At first, everything went wonderfully. Even Centrelink stopped bothering him after he told them “the person you’re trying to call is dead”. But then disaster struck. By the second evening, he’d run out of food.
“Why don’t you just go down to the supermarket?” asked Ollie as Matt phoned Eagle Boys for his dinner. “You can’t just order pizza for every meal. You’ll burn through your dole money in three days.”
“I can’t go down to the supermarket either,” said Matt. “What if the Grim Reaper comes back while I’m out and totally misses me?”
“Wouldn’t that be a good thing?” asked Ollie. But Matt didn’t hear. “Can I get a large meat lovers with cheesy crust?” he asked.
After he’d gotten off the phone, Matt ripped his shirt off, threw it across the room and slumped on the couch to watch TV. Ollie looked at Matt’s skinny, ash white torso glistening with sweat. He shuddered in revulsion and whispered in Fiona’s ear.
“Do you want to put the accommodation notice in the paper? Or will I?”
*
The next morning, Matt woke up with a dry mouth, a throbbing headache and a wicked leg cramp. It’s not fair, he thought. I shouldn’t feel the heat now that I’m dead. How can a corpse perspire so much?
To make matters worse, there was a stranger in the hallway. “Wow, is this your family portrait?” shouted a woman with a strong Canadian accent.
“That’s my aunt Linda and uncle Frank,” said Fiona. “They live in Toowoomba. Did you want to see the room?”
“Sure,” said the Canadian woman. She dropped her voice to a hushed, solemn whisper. “I just want you both to know that I’m really sorry for what happened. I know it’s probably a very difficult time for you.”
“Don’t worry about it,” said Ollie. “These things happen, don’t they? If you don’t mind sleeping in a dead guy’s bedroom, I don’t think it will be a problem.”
Matt sat up with a shock. They were giving away his bedroom! He tried to jump out of bed, but a spasm of pain shot through his leg and paralysed him. He clutched his leg and groaned helplessly as the door opened and a chubby, red-headed young woman with a mouth full of braces stepped inside. Matt guessed she was 18 or 19.

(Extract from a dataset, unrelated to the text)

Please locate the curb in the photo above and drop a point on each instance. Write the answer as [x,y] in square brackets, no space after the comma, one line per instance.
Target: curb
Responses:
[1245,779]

“Wow!” she shouted, looking at Matt’s purple bed sheets with question marks on them. “Awesome sheets, dude!”
Matt jumped out of bed. Dripping with sweat and wearing only his boxers, he walked over and stared down the trio in the doorway.
“Holly,” said Fiona, gesturing to the Canadian girl without smiling. “This is Matt.”
Matt tried to be polite. “Who the fuck are you?” he asked.
“Holly’s our new housemate,” said Fiona. “We figured that since you were dead, you wouldn’t mind giving up your room to a uni student with a job. We can even help you move your stuff out.”
“You’re giving away my ROOM?” screamed Matt. “Where am I gonna live? I mean, die?”
“How about a nice coffin?” said Ollie. “I’m sure your grieving family will pay for one. If not, I can bury you in the backyard right now.”
“You guys are jerks,” said Matt. “Don’t you realize I need somewhere to stay while I wait for the Grim Reaper?”
“Well, he’s certainly taking his time,” said Ollie. “And we’ve got an electricity bill due next week. Reckon you could give him a call, tell him to hurry up a bit?”
“I don’t have his mobile number!” said Matt. “Plus I don’t know how many other souls he has to gather and process. It probably takes him weeks to file all the paperwork.”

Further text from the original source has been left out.